By the way, Bertrand and Mullainathan have teamed up and produced
several very cute empirical pieces. Their success proves that good
economics paper should first of all have a good story.
Complicated model and sophisticated empirical techniques only
have secondary value if they fail to serve a good story. (June 4, 2004)
Financial development and intersectoral
allocation: a new approach (Raymond Fisman and Inessa Love), The Journal of Finance, forthcoming.
Again, I was quite impressed by the empirical design. The authors
assume that there exist common global shocks to growth opportunities
and financial markets promote responsiveness to those shocks.
Thus, if two countries are similar in their financial development
level, they should have highly correlated growth rates across sectors.
Using a country pair as the unit of observation, the authors examine
how correlation of sector- level growth rates between two countries is
determined by their corresponding financial development levels.
The conclusion, of course, is - finance matters!
La Porta et al. have inspired numerous cross-country studies -
including this one. Frankly speaking, I am a bit tired of seeing so
many 'La Porta et al' type of articles on top economics and finance
journals. Nevertheless, I have to admit that this piece, even though it
follows the same vein, has something cuter and deeper. Job well
done! (June 4, 2004)
.
Market liquidity and performance monitoring (Bengt
Holmstrom and Jean Tirole), The
Journal of Political Economy. 1993, 678-708.

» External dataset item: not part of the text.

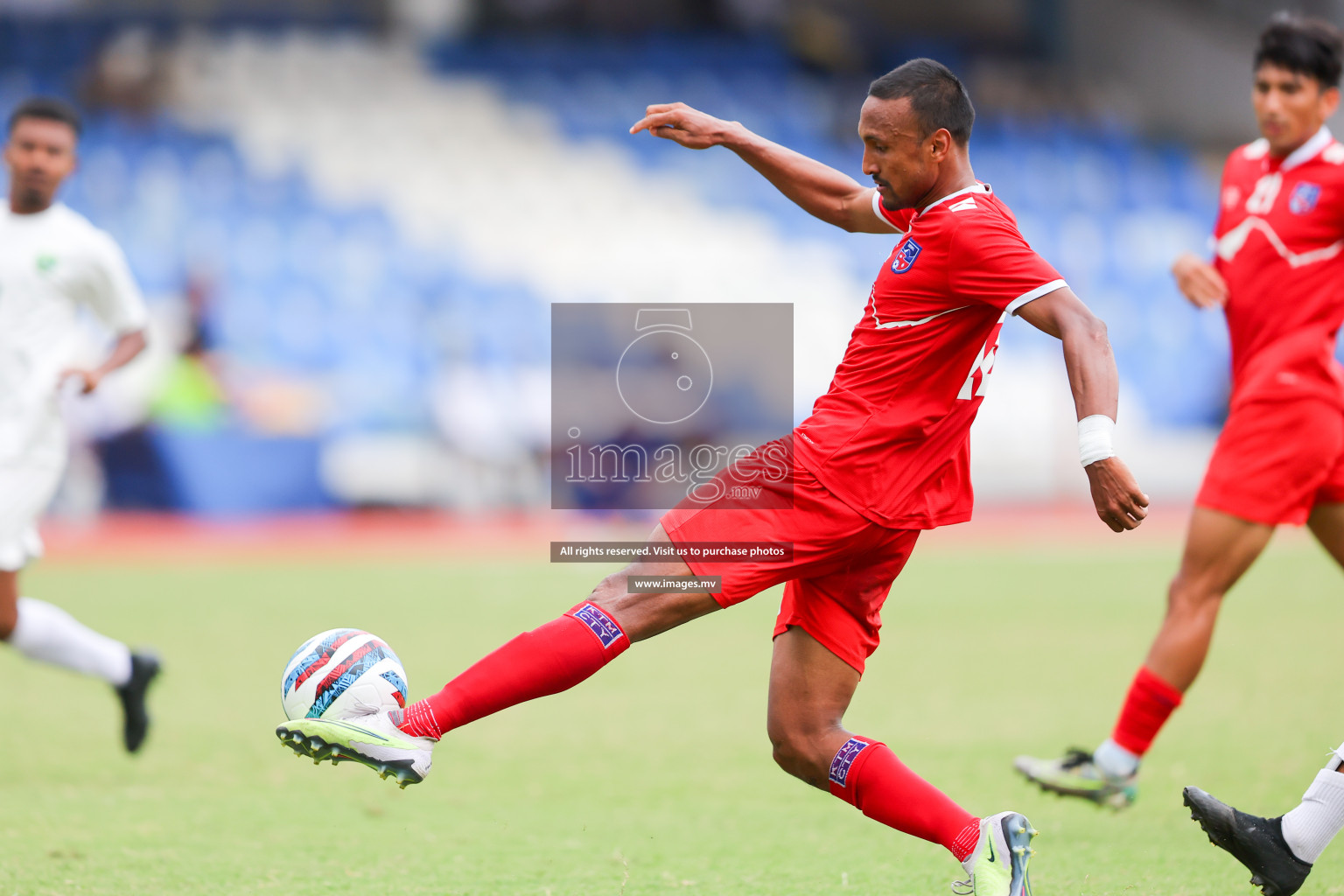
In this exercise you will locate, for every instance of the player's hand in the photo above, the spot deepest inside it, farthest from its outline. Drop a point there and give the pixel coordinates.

I did not like the paper when I first read it. The model is quite messy
and the authors pretty much put together something they need in order
to make a point. Since I was working on a similar model and the referee
insisted that our model could hardly be distinguished from the
Holmstrom and Tirole one (HT hereafter), I spent lots of time reading
reading and reading. It turned out the model, more important, the
interpretations of the modeling results, are not that bad at all. This
paper, arguably, is the first one that explores the impact of stock
market on corporate behavior (incentive contract designing in this
paper). If you are doing pioneering work, you are legitimately allowed
to be naive - because your followers will try to help tie in the loose
ends. This is exactly what happens in this paper: some assumptions are
quite naive (i.e., the market liquidity depends on how much ownership
the original owner retains etc.) However, I would say if you want
to know how to bridge the gap between two fields in economics,
especially, how to borrow insights from one field and apply it to
another field, you can refer to this article. At least, it sold! It was
published in JPE. (July 27, 2004)
Selling
China - Foreign direct investment during the reform era (Yasheng
Huang), Cambridge University Press, 2003
While almost everyone in the world, including especially those
government officials in China, applauds large scale of foreign
direct investment (FDI) flowing into China, Huang Yasheng delivers an
awaking call. FDI might be a bad thing, if it suppresses the emergence
and development of China's private sector. Using detailed statistical
evidence and evidence from field studies, Huang demonstrates that it is
exactly the case in China. The pattern and trend of FDIs in China
clearly shows that FDIs are mainly driven by local governments, which
dates its origin to a very weak institutional infrastructure in China.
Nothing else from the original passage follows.